Por Jorge E. Traslosheros H /
Semana Santa se ha vuelto para los cristianos un asunto de malabarismos. Entre el necesario descanso, el gozo de la oración, la diversión con la familia y los amigos, conmemoramos la pasión, muerte y resurrección de Jesús. No podría ser de otro modo. Ser cristiano implica vivir plenamente encarnado en este mundo; pero liberados de la pesada carga de ser hijos de nuestro tiempo, es decir, de la mundanidad.
Contemplo cuanto sucede a mi alrededor. La gente se desborda para conmemorar Semana Santa. Centra su atención en la visita a las siete casas, el viacrucis, en acompañar a la virgen al pie de la Cruz, en gozar la resurrección. Lo hace entre contradicciones y buena fe. El amor por Jesús está fuera de duda, como también nuestra condición de pecadores. No podría ser de otro modo. Ser cristiano es asumir plenamente nuestra condición humana, sin quedarse atrapado en ella.
Me queda claro. La Iglesia somos una gran peregrinación de pecadores que caminamos confiados en quien hace nuevas todas las cosas. Sólo los corruptos no tienen cabida. Cada uno de nosotros pude aspirar a ser como Pedro, humano, bocón y generoso; pero debemos evitar ser como Judas. Uno era un gran pecador, el otro un simple corrupto. Mientras más Pedro, menos Judas.
Miro con atención a quienes celebran y a los curiosos que observan. Comprendo que los ateos casi no existen; aunque sí los narcisistas. Basta con hacerse la pregunta básica sobre el origen del universo y la idea de la creación surge naturalmente. Si hay creación, existe un Creador. Si hay pintura, existe el pintor. Sólo quienes se limitan a mirarse en el espejo pueden evadir la pregunta. El truco del ateísmo consiste, entonces, en cambiarle de nombre a Dios para llamarle “metáfora”, “energía”, etc., y luego decir que se ha negado su existencia. Pancho es Pancho aunque le apoden Poncho.

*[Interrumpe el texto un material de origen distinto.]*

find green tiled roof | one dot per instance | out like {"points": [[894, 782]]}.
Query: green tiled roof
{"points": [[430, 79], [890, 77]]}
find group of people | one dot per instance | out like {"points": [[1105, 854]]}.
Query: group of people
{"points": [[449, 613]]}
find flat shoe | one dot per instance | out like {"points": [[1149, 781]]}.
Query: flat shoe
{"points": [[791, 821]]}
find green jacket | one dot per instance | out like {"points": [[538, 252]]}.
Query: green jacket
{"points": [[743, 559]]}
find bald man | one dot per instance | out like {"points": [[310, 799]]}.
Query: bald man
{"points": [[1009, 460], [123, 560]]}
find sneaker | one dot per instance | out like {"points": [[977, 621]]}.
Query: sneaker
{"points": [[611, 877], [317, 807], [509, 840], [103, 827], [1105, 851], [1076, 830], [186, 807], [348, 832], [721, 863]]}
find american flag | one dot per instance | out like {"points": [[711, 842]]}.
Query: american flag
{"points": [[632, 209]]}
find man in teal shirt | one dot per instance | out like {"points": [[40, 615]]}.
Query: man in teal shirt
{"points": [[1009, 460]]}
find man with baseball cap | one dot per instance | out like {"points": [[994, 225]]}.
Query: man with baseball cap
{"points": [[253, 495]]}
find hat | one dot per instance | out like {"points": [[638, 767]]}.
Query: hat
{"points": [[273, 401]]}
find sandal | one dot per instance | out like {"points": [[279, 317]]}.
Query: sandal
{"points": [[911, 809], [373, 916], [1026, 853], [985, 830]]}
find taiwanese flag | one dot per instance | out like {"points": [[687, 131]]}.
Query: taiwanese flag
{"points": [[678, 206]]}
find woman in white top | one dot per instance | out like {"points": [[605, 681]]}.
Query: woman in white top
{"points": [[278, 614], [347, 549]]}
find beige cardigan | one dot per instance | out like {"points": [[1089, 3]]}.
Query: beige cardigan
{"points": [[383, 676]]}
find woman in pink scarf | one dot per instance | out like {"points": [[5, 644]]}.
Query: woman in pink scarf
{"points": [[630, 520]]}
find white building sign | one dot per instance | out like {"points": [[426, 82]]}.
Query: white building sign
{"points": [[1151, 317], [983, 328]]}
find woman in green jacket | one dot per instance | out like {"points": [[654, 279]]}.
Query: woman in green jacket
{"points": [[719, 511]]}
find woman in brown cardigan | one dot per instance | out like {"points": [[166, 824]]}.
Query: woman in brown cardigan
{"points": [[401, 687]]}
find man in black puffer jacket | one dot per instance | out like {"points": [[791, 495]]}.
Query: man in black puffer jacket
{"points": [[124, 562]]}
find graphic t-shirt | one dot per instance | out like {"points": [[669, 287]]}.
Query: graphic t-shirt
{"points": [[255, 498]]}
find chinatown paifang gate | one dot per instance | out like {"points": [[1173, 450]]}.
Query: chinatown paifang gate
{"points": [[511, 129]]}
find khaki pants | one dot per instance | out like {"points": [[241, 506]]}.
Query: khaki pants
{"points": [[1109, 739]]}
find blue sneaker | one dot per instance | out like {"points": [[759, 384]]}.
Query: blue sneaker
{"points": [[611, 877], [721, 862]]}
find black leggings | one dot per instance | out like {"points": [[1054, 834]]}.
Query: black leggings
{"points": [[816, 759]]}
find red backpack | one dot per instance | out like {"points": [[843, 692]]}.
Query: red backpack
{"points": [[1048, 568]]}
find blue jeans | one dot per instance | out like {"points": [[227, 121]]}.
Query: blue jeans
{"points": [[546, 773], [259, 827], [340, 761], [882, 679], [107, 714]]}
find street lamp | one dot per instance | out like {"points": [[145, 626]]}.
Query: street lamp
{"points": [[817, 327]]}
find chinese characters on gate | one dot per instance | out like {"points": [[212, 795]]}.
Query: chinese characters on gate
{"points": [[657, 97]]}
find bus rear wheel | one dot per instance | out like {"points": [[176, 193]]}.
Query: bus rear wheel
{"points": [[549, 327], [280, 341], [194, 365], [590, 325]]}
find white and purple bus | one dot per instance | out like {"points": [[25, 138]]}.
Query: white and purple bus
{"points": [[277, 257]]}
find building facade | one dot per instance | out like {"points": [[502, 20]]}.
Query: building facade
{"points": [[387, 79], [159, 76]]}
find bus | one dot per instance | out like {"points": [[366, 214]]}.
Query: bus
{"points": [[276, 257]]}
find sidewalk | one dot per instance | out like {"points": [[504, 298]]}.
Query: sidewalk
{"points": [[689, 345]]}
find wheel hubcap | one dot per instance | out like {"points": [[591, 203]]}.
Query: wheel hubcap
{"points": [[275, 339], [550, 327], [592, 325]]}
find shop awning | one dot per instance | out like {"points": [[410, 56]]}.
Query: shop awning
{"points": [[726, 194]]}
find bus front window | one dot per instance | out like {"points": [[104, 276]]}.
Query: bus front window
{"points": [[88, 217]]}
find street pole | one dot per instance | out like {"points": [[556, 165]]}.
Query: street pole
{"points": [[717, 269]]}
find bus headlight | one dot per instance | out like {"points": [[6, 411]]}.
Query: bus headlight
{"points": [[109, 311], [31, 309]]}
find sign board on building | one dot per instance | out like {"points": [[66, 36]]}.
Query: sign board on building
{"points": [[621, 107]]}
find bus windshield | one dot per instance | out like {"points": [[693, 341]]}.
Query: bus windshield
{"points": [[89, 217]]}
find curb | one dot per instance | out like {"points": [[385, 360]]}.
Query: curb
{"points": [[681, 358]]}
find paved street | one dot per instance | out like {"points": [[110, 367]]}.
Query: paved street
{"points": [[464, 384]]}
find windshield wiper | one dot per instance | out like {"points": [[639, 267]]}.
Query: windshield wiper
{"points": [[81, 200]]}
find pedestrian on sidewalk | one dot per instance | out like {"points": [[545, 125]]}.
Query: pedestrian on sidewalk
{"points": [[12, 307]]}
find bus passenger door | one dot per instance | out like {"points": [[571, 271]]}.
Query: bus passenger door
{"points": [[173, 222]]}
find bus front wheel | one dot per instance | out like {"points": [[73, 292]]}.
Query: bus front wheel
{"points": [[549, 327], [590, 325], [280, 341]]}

El problema surge cuando la pregunta por su existencia deriva en la cuestión de la relación que los humanos tenemos con Dios. Entonces vienen las grandes definiciones. Hay quienes no se avienen a creer que tal relación pueda suceder y entonces se llaman a sí mismos ateos o simplemente agnósticos. Por lo regular, lo que realmente niegan no es la existencia, sino la relación con Dios. Un ente pudo haber creado el universo, no hay problema con eso; pero en manera alguna debemos importarle. Es mejor pensar que nos dejó abandonados en medio del universo, destinados a la nada, pues de lo contrario sería imposible permanecer indiferentes ante su presencia.
La pregunta realmente difícil, la que normalmente se evade, es si nosotros significamos algo para Dios, no si él significa algo para nosotros. La respuesta más radical irrumpe en la historia con Jesús de Nazaret. Ya no estamos solamente ante un principio creador, ni siquiera frente a un Dios impasible con el cual mantenemos algún tipo de relación. En Jesús, Dios ha tomado la iniciativa mucho más acá de la creación, viene hacia nosotros sin importarle un cacahuate si lo hemos invocado, o si él nos importa. Viene porque se le pega su regalada gana y no porque seamos buenos, ni porque lo merezcamos. Viene porque él es bueno y nos ama.
Creer en Dios, entonces, no es tan difícil. El verdadero problema radica en creerle a Dios encarnado en Jesús de Nazaret porque, cuando esto sucede, nuestra vida nunca vuelve a ser la misma.